I barely cooked last week. May tends to have that effect on me — not because I feel uninspired to cook — quite the contrary! With the farmer’s markets just starting to burst with all wonderful ingredients I love this time of year, I find myself imagining all the things I want to cook for dinner.
No, the problem was this: instead of being in my kitchen, I was seated in my car, some days up to three hours at a time, battling stop and go traffic as I shuttled the kids to rehearsals, commuting to Berkeley. May brings with it end of the year performances, final games, tech weeks, Open House, and more, which translates to lots of eating out.

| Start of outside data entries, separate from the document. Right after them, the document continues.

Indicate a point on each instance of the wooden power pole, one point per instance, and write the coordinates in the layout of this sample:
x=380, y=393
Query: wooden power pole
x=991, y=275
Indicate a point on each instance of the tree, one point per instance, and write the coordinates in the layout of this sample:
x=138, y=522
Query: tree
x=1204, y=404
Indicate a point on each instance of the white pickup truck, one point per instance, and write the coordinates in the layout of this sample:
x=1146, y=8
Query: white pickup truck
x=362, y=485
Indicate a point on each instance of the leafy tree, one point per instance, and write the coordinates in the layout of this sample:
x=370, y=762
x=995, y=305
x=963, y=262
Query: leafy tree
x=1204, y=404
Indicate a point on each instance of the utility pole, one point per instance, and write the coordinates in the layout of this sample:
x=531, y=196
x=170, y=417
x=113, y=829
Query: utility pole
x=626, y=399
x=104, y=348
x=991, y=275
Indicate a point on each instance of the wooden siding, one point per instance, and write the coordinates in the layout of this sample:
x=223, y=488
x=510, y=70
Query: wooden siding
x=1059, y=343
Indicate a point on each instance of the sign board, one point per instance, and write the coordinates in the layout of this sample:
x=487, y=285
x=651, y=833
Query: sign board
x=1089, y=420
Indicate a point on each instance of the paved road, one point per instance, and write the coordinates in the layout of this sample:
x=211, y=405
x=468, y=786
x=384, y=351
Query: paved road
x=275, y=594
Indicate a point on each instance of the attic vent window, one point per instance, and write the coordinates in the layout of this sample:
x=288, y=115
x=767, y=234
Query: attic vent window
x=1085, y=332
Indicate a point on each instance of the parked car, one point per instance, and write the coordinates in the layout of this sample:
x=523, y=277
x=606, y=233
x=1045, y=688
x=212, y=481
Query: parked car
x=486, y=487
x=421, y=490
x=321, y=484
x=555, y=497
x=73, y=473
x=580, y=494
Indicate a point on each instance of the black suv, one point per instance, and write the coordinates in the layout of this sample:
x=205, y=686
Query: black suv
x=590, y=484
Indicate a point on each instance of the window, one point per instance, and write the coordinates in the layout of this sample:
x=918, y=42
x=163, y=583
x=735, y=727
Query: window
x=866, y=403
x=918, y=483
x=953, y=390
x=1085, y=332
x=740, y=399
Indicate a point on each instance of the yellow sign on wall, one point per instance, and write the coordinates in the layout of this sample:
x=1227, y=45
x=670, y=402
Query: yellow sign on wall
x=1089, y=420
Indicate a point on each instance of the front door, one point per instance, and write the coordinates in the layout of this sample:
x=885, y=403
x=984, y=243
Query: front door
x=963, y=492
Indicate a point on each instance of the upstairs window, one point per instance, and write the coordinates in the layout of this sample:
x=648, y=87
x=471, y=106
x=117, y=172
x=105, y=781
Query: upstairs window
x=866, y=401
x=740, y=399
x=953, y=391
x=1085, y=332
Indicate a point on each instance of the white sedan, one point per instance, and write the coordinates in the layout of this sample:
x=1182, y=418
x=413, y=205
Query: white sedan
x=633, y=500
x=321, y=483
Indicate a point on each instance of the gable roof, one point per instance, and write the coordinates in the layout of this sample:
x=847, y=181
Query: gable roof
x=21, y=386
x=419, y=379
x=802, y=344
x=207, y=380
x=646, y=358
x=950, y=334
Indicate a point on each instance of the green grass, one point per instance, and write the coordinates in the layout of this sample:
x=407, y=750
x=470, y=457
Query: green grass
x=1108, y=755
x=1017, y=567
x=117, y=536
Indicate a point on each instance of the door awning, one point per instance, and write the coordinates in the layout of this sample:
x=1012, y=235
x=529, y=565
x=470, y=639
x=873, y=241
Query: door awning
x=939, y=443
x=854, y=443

The one good thing about being in Berkeley a lot last week meant we still ate well – there are so many wonderful restaurants that I rarely get to enjoy simply because I detest the traffic battles. I took full advantage of not cooking and make it a culinary crawl adventure. So much so, that I started to think – would you be interested in a food travel guide to Berkeley?
Let me know.
After my daughter’s final performance of Singing in the Rain yesterday afternoon, we drove back home to face the Sunday routines of getting ready for the week. I had some fresh halibut on hand and scanned the pantry for ingredients to give it a boost. A jar of Spanish olives caught my eye, and that, with a handful of cherry tomatoes and a touch of red onion made for a simple sauce, that added so much flavor in so little time.
Between you and me, perhaps having just a little bit of time was the best ingredient of all.
Enjoyed this Baked Halibut with Olives and Tomatoes and looking for more fish recipes? Be sure to check out these seafood recipes.
Baked Halibut with Olives and Tomatoes
- 1 1/3 lb halibut cut in 4 pieces
- 2 tablespoons olive oil divided
- kosher salt
- freshly ground black pepper
- 1/4 cup red onion finely minced
- 1 cup cherry tomatoes halved
- 1/2 cup Spanish olives halved
- 1/2 cup parsley chopped, for garnish
- Preheat the oven to 425°F.
- Using 1 tablespoon of olive oil, brush the fish on both sides with the oil and season with salt and pepper and place on a lined baking sheet.
- Place the fish in the oven and bake for about 8-10 minutes, until the fish is opaque in the center.
- While the fish cooks, heat the remaining olive oil in a pan over medium heat.
- Add the red onion, stirring occasionally, until the onions have wilted, about 2 minutes.
- Add the tomatoes, season with a little salt and pepper, and cook for another 2 minutes until it just started to wilt and release juices.
- Stir in the olives and transfer the sauce to a bowl.
- To serve, place the halibut on a plate, top with the olives and tomatoes, and garnish with parsley. Serve immediately.